Linear Models, Variable Selection, Artificial Intelligence

arXiv stat.ML / 5/1/2026

📰 NewsTools & Practical UsageModels & Research

Key Points

  • The paper reviews long-standing variable selection challenges in linear regression and contrasts common approaches like stepwise selection, AIC/BIC penalized likelihood, and coefficient-penalized methods such as LASSO and Elastic Net.
  • It proposes an AI-based model selection method that trains an ANN to assess variable significance using OLS estimates.
  • Simulation experiments evaluate accuracy across different sample sizes and variances, showing how the method performs under varying data conditions.
  • Additional simulations benchmark the ANN approach against Forward/Backward selection, AIC, BIC, and LASSO.
  • The authors demonstrate the method on a World Health Organization life expectancy dataset and provide a GitHub link with a pretrained ANN supporting up to 100 predictors, along with the original and subset datasets.

Abstract

Variable selection in linear regression models has been a problem since hypothesis testing began.

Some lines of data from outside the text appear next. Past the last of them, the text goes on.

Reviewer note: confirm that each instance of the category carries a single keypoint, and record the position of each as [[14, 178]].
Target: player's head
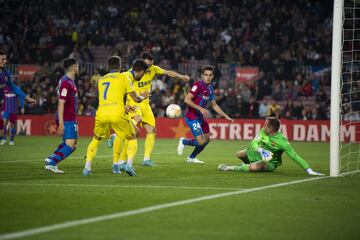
[[147, 57], [114, 63], [2, 58], [139, 68], [207, 74], [272, 125], [71, 66]]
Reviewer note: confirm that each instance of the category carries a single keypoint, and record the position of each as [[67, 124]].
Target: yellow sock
[[124, 151], [91, 152], [117, 147], [132, 149], [149, 145]]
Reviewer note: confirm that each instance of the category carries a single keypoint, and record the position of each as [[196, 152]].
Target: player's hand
[[313, 173], [60, 131], [30, 100], [145, 94], [186, 78], [229, 118], [265, 154], [129, 108], [204, 112]]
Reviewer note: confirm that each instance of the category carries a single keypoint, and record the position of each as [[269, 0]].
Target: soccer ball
[[173, 111]]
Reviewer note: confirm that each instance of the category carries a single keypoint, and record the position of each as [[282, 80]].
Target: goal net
[[348, 134]]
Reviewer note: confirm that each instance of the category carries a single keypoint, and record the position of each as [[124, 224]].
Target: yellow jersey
[[144, 84], [113, 88]]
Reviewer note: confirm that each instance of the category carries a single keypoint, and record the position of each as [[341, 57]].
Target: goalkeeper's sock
[[242, 168], [149, 145], [61, 154], [132, 149], [190, 142], [197, 151], [91, 152]]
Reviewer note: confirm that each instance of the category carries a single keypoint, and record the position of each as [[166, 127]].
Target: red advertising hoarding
[[309, 131]]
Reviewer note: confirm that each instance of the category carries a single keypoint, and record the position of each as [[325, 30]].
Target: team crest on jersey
[[64, 92]]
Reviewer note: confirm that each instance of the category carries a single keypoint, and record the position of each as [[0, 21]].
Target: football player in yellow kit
[[113, 87], [143, 114]]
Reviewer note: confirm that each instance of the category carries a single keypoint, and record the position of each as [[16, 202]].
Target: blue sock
[[12, 133], [197, 151], [190, 142], [61, 155]]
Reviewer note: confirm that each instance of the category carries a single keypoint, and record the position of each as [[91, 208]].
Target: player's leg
[[13, 120], [101, 130], [5, 118], [123, 129], [64, 150], [201, 147], [148, 121]]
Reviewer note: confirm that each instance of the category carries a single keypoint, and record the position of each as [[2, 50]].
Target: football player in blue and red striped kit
[[5, 80], [66, 116], [198, 99], [9, 111]]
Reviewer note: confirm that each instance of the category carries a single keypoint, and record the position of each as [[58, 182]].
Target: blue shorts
[[198, 126], [70, 130]]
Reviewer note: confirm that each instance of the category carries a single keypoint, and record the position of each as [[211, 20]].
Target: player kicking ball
[[66, 116], [197, 99], [265, 151]]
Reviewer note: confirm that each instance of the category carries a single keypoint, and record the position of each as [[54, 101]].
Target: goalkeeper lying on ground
[[265, 150]]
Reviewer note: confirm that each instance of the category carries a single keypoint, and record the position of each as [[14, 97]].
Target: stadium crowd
[[277, 36]]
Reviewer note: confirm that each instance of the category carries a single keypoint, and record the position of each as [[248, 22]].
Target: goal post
[[335, 88]]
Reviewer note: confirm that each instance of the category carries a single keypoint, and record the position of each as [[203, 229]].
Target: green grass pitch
[[31, 198]]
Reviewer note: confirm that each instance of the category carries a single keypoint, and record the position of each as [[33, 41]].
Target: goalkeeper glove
[[265, 154], [313, 173]]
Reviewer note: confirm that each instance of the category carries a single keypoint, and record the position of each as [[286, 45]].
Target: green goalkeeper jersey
[[277, 144]]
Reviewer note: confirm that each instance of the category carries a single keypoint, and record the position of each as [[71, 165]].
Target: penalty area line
[[74, 223]]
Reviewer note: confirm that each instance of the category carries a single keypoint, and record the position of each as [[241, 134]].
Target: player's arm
[[22, 105], [299, 160], [15, 89], [139, 98], [217, 109], [189, 101], [61, 106]]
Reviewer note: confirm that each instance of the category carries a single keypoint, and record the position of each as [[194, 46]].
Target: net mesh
[[350, 88]]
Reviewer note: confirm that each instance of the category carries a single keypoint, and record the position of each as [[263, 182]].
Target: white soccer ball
[[173, 111]]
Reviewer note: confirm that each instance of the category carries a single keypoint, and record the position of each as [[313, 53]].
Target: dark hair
[[146, 55], [274, 123], [207, 68], [114, 63], [68, 63], [139, 65]]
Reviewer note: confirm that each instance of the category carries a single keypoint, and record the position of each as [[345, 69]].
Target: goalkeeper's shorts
[[254, 157]]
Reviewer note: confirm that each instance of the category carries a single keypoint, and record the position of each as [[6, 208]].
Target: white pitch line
[[82, 157], [117, 215], [117, 186]]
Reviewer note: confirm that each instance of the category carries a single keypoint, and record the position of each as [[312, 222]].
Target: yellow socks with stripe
[[149, 145], [117, 147], [132, 149], [124, 151], [91, 152]]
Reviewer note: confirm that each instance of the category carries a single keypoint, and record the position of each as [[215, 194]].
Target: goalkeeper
[[265, 150]]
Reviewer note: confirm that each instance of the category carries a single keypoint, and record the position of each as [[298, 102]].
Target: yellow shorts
[[145, 112], [121, 126]]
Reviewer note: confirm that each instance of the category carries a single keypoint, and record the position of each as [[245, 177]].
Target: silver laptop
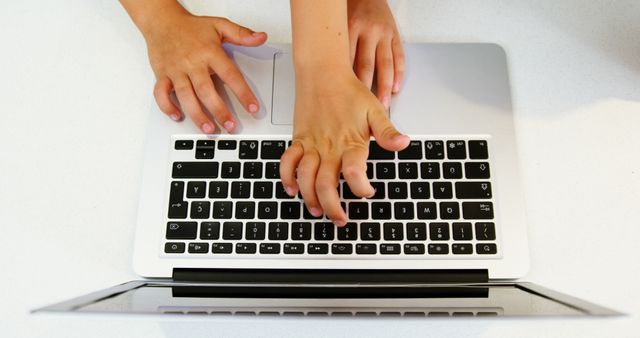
[[444, 234]]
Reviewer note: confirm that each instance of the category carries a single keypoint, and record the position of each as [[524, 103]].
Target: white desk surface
[[74, 99]]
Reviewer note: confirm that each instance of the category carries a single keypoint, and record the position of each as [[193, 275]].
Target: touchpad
[[283, 89]]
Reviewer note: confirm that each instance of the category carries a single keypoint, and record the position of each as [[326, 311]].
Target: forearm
[[147, 13], [320, 34]]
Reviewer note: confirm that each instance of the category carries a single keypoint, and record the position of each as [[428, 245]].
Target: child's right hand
[[185, 50]]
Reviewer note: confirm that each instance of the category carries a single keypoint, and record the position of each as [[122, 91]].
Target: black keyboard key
[[227, 144], [416, 231], [485, 231], [397, 190], [232, 230], [240, 189], [278, 231], [246, 248], [290, 210], [197, 189], [358, 210], [341, 249], [427, 210], [412, 152], [230, 170], [194, 170], [183, 145], [378, 153], [267, 210], [174, 247], [366, 249], [474, 170], [456, 150], [386, 170], [477, 210], [221, 248], [209, 230], [414, 249], [430, 170], [420, 190], [222, 210], [381, 210], [182, 230], [486, 249], [271, 150], [438, 249], [301, 231], [270, 248], [252, 170], [370, 231], [349, 232], [403, 210], [449, 210], [393, 231], [218, 189], [478, 150], [439, 231], [317, 249], [323, 231], [293, 248], [473, 190], [462, 231], [262, 189], [462, 249], [248, 150], [272, 170], [452, 170], [198, 247], [254, 231], [200, 209], [389, 249], [442, 190], [434, 150]]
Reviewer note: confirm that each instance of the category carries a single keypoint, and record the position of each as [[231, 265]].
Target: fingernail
[[207, 128], [229, 125], [396, 87]]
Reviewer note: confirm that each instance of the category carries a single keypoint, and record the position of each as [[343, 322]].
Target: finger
[[326, 183], [207, 94], [384, 71], [231, 75], [354, 170], [384, 132], [191, 106], [288, 164], [365, 60], [162, 93], [239, 35], [398, 63], [306, 173]]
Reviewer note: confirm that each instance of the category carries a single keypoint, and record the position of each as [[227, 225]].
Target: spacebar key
[[195, 170]]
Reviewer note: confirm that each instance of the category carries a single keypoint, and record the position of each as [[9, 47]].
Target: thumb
[[239, 35], [386, 135]]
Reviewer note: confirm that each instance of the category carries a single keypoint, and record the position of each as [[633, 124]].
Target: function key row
[[336, 248], [273, 149]]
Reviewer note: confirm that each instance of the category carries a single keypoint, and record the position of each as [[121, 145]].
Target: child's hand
[[335, 114], [375, 45], [184, 51]]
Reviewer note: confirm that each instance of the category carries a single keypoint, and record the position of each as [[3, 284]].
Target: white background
[[74, 97]]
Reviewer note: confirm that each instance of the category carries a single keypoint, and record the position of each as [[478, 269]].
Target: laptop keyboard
[[433, 200]]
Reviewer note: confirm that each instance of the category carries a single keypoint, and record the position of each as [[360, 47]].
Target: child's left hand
[[375, 46]]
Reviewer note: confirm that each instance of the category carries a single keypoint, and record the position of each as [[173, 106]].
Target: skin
[[335, 113]]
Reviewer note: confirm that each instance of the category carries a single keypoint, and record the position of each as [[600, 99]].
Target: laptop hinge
[[329, 276]]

Which variables to include or exclude from a model is not an easy task. Techniques such as Forward, Back ward, Stepwise Regression sequentially add or delete variables from a model. Penalized likelihood methods such as AIC, BIC, etc. seek to choose variables that have a significant contribution to the likelihood. Penalized sum of square methods such as LASSO and Elastic Net have been used to penalize small coefficients to only allow variables with large coefficients in the model. This work introduces an Artificial Intelligence approach to model selection where an ANN is trained to determine the significance of the variables based on OLS estimates. A simulation study shows the accuracy across various sample sizes and variances. Furthermore, a simulation study is conducted to compare the performance of the approach against Forward, Backward, AIC, BIC and LASSO. The approach is illustrated using a dataset from the World Health Organization regarding Life Expectancy. A github link is provided to the pretrained ANN that can handle up to 100 predictor variables, the original WHO dataset and the subset used in this work.